New Orleans, La. -- College football can be won and lost in a singular moment, by one error, and the odds of that increase as the game goes on as physical exhaustion leads to mental mistakes. The Tulane Green Wave are working to beat their offseason program that is designed to prevent just that. It also builds real player leadership and fortifies a culture. That’s clear now after observing an attempt to beat the Gauntlet on Friday morning.

Without watching the Gauntlet, it’s not obvious how a series of drills can hit all those marks on and off the field. If you want real player leadership, there needs to be building blocks. If they’re only tied to football, then it’s just situational leadership. Stripping that all back, and frankly, basing it on a primal feeling of literal exhaustion, builds a foundation and actually feels like shared adversity.

In today’s college football, it almost felt necessary to strengthen a group of solid returners and a considerable number of strangers. Half of the lesson learned was who is fully returning on the Green Wave football team, and trying to pick out some of the newcomers, as they all competed in black workout gear with their names in a much smaller font. It was an hour of controlled chaos. It took a moment – and a list of rules – to understand how to beat the Gauntlet, led by director of strength and conditioning Colin Kenyon and the new coaching staff.

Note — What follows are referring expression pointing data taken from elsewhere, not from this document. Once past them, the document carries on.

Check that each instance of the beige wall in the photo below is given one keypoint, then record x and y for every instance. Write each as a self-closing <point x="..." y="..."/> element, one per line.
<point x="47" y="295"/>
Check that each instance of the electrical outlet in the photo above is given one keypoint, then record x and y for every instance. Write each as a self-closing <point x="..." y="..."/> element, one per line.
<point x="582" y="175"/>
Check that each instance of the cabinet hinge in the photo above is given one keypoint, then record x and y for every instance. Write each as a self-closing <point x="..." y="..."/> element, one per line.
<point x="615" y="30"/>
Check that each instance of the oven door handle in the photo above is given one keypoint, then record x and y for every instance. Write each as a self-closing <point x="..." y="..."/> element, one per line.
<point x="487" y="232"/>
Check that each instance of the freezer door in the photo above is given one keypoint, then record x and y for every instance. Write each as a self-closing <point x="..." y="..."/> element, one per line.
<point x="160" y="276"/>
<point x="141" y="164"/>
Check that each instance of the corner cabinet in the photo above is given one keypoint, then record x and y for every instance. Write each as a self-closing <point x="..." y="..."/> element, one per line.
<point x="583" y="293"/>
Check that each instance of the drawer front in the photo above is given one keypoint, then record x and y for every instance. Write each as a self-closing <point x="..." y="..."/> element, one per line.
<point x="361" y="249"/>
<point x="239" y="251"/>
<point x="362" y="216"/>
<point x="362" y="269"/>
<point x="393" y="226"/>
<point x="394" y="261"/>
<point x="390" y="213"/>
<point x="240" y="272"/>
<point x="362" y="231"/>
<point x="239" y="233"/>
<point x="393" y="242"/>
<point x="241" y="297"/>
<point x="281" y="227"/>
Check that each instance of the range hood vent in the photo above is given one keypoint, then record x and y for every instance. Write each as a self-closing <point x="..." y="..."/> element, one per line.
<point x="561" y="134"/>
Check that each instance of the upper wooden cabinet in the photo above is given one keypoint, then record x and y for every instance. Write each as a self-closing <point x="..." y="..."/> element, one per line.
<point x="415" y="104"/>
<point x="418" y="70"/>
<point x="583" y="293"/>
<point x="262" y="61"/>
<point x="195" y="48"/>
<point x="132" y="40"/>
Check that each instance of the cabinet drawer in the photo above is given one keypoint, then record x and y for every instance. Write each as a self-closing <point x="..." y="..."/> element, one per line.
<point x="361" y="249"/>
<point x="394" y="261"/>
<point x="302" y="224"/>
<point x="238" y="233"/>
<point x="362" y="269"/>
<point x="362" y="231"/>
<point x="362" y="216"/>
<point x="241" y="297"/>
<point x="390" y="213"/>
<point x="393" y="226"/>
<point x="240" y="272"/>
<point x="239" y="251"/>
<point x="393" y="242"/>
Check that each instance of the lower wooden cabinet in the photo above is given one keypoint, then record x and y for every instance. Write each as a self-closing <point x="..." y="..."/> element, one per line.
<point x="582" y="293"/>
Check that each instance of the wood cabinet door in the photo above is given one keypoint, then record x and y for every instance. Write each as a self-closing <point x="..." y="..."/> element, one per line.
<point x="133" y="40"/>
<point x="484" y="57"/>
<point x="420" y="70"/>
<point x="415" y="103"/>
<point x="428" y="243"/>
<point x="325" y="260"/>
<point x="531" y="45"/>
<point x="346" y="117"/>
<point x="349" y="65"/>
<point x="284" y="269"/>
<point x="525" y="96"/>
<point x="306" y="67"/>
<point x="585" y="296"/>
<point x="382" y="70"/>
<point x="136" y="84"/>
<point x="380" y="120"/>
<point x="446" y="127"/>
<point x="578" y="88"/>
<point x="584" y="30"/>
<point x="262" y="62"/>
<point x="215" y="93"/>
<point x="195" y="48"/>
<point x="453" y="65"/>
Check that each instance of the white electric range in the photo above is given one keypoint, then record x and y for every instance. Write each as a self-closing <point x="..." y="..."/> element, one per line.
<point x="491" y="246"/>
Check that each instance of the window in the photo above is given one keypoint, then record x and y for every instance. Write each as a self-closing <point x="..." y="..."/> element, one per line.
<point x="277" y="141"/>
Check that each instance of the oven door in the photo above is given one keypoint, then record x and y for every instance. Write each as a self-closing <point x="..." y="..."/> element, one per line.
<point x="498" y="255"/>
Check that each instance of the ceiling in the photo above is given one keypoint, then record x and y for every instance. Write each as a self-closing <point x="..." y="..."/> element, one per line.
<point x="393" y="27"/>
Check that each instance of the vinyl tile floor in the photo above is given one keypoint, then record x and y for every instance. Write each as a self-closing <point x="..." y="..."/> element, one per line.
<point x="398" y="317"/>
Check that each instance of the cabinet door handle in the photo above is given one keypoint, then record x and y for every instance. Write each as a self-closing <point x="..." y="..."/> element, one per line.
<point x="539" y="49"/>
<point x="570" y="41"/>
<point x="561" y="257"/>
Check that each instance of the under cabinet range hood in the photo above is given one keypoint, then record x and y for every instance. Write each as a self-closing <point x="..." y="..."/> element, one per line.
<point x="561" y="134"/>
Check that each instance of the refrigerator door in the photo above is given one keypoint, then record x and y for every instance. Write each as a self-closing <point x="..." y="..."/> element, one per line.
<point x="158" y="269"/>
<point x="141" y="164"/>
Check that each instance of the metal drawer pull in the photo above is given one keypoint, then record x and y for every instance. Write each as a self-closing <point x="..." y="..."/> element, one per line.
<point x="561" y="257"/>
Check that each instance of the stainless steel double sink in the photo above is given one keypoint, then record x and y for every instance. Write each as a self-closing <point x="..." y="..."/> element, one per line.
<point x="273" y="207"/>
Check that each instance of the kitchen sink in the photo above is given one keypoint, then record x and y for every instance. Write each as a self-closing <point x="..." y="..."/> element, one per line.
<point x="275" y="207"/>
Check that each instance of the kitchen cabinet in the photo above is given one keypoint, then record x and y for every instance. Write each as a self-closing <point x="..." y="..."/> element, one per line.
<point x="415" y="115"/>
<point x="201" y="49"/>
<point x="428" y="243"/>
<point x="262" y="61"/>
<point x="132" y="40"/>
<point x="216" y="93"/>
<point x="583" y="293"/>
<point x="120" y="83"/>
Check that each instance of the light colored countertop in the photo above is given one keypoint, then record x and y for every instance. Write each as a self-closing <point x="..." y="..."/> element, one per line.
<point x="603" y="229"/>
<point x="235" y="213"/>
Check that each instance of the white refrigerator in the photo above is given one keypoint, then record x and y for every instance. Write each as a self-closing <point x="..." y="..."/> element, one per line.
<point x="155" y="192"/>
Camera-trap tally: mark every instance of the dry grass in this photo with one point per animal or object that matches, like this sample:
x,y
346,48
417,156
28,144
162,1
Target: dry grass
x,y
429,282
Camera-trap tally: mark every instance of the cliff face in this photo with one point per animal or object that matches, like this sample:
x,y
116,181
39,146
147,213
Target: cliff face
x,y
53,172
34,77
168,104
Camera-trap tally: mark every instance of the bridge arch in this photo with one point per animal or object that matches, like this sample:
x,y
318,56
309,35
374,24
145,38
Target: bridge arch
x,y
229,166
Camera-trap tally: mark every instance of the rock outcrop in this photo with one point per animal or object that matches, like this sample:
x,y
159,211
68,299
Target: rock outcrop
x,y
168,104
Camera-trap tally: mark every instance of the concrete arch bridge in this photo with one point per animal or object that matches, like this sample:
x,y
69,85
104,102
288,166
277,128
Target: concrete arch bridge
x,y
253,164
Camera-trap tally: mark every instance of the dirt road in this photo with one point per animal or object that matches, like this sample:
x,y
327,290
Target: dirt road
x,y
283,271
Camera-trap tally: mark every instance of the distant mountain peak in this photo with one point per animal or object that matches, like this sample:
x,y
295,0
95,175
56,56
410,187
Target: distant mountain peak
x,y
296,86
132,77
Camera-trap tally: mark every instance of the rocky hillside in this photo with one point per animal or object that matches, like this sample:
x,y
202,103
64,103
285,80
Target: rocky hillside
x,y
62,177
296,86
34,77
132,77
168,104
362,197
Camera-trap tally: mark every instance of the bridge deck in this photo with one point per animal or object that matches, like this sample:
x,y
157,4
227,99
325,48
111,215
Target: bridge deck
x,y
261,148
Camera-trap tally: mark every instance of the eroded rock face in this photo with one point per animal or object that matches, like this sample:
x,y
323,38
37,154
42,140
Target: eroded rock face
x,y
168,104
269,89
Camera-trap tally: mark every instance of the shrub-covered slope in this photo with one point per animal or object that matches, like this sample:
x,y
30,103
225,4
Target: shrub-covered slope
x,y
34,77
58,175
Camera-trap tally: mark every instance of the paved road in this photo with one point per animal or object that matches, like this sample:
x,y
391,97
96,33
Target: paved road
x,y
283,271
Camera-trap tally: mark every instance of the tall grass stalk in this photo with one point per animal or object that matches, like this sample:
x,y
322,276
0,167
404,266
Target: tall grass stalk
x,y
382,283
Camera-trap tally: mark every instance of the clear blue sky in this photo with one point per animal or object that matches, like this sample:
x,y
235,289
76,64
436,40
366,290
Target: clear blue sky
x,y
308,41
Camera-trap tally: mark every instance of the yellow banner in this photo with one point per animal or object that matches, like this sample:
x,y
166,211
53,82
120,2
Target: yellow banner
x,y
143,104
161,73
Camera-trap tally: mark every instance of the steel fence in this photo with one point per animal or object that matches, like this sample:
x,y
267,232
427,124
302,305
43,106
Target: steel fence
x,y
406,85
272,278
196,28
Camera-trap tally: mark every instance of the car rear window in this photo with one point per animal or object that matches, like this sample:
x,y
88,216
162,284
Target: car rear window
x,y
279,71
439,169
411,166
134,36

The team has one hour to beat it with no mistakes. Some are obvious, like stepping over the line as a false start. The Green Wave did an episode on their “Welcome to Uptown” series last offseason that explains the rules in depth. But in essence, the players divided into six stations with agility drills that seem simple, yet physically grueling, from the outside, and rotate every few minutes. In that hour, they must hit several benchmarks. First, they must complete each station in a 2:45 increment. After a short break, they then must hit 1:45 per station. Each time they make a mistake, they must complete three up-downs. Those add up on a time penalty against the one-hour allotment. If they manage to get through the first two rounds, they then must complete each station to perfection in 1:30 each with no up-downs or “call backs,” which is what mistakes are called.

The final round is the “fourth quarter.” If they have no mistakes, they pass; even one mistake, and they fail the station. They can try to rotate each station once more in the final round – if they have time. They often run out of it in the middle of the fourth quarter due to penalties that added up. As the hour ticked on, it became clear how mentally and physically draining these drills were, and what they strengthen on and off the field.

That all corresponded with an increased set of urgency as the hour went on. It started out quiet. Guys started to lead each other towards the end. That needs to start from the beginning to beat the Gauntlet. But there were some good moments that stuck out of players pulling their group together to lock in or helping line up teammates’ hips in line as they approached the start cone. They didn’t beat it on Friday. But they grew closer as a team. That sense of urgency will be muscle memory when the fourth quarter of the season opener hits. If something goes wrong, they’ll have the rhythm down of how to handle adversity without checking out or turning on each other. They’ll have natural leaders who felt the instinct to step up in the Gauntlet.